“Um den Neumarkt ist es geschehen”

Prof. Ivan Reimann hat am 21. April im Rahmen einer Tagung der Akademie der Künste einen Vortrag zum Thema Rekonstruktion gehalten und dabei eine Bilanz über das bisherige Baugeschehen am Neumarkt gezogen. Prof. Reimann ist Lehrstuhlinhaber für Öffentliche Bauten an der TU Dresden, Fakultät Architektur.

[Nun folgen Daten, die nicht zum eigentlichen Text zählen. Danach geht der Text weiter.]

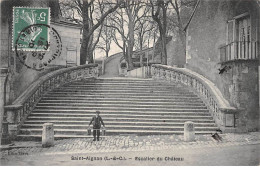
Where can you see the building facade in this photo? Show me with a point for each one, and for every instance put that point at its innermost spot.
(222, 44)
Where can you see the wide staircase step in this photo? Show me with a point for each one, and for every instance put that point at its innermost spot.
(127, 106)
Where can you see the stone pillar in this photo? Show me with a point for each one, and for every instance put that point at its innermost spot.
(189, 132)
(47, 135)
(3, 75)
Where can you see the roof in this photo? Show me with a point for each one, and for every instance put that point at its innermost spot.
(195, 9)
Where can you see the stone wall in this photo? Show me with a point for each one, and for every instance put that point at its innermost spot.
(206, 33)
(20, 76)
(175, 54)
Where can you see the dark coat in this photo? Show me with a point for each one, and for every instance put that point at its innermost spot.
(97, 121)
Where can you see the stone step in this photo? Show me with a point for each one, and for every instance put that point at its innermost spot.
(39, 123)
(115, 126)
(119, 90)
(121, 97)
(38, 137)
(118, 130)
(173, 115)
(103, 108)
(121, 127)
(118, 113)
(198, 122)
(24, 137)
(126, 105)
(118, 85)
(122, 118)
(123, 93)
(123, 101)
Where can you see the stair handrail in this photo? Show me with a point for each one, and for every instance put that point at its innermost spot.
(21, 107)
(223, 113)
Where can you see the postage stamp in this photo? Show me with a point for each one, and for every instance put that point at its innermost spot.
(34, 58)
(27, 16)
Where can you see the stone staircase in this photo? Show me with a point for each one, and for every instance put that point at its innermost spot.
(127, 106)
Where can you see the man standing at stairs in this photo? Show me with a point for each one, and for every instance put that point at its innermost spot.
(97, 120)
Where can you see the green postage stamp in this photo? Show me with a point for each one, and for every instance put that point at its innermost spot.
(27, 34)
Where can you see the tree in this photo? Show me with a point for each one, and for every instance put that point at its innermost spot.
(89, 26)
(106, 36)
(182, 9)
(159, 15)
(91, 14)
(125, 22)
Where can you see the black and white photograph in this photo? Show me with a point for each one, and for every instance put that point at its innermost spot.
(130, 83)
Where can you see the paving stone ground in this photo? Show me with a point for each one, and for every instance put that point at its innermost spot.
(128, 143)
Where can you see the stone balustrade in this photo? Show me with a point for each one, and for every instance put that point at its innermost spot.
(224, 115)
(18, 111)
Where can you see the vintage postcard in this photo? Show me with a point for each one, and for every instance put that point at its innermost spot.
(130, 83)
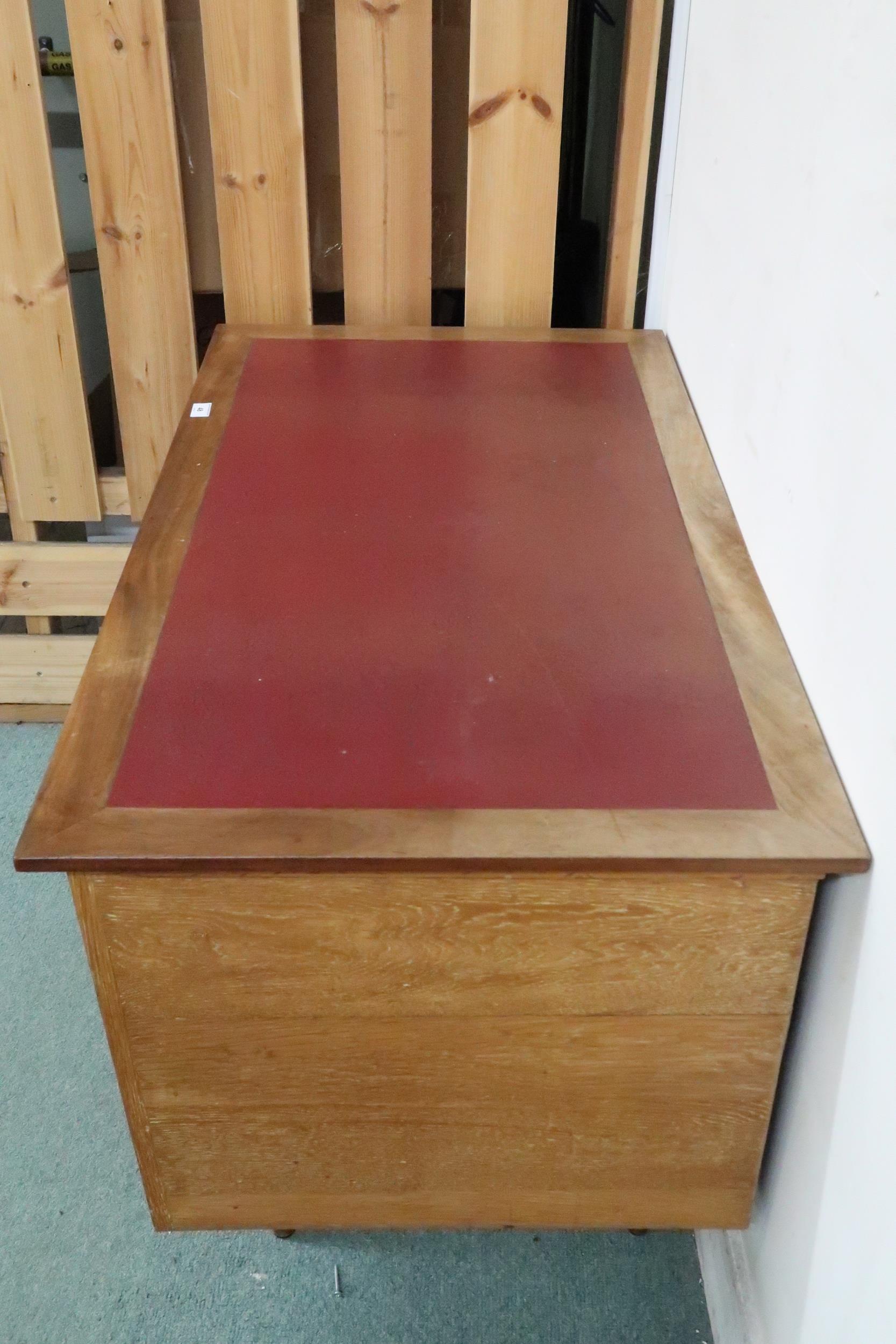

Besonders interessant erscheinen die Ausführungen Reimanns zum Wesen der modernen Architektur, die per se die Nutzung des historischen Formenkanons ausschließe und daher immer störend wirken müsse: “Eine der Grundprämissen der Moderne ist die der Diskontinuität, des Bruchs mit dem Vorausgegangenen.” Folgt man dieser architekturtheoretischen Argumentationskette, so hatte der Architekt beim nachfolgend abgebildetem Gebäude gar keine andere Wahl als das – für sich betrachtet sehr elegante – Gebäude vis á vis der Frauenkirche mit einem Staffeldach zu versehen, welches den Bau als einen Fremdkörper im Ensemble wirken lassen muss; der Entwurf hätte sonst dem Anspruch, „moderne“ Architektur verkörpern zu wollen, nicht genügt.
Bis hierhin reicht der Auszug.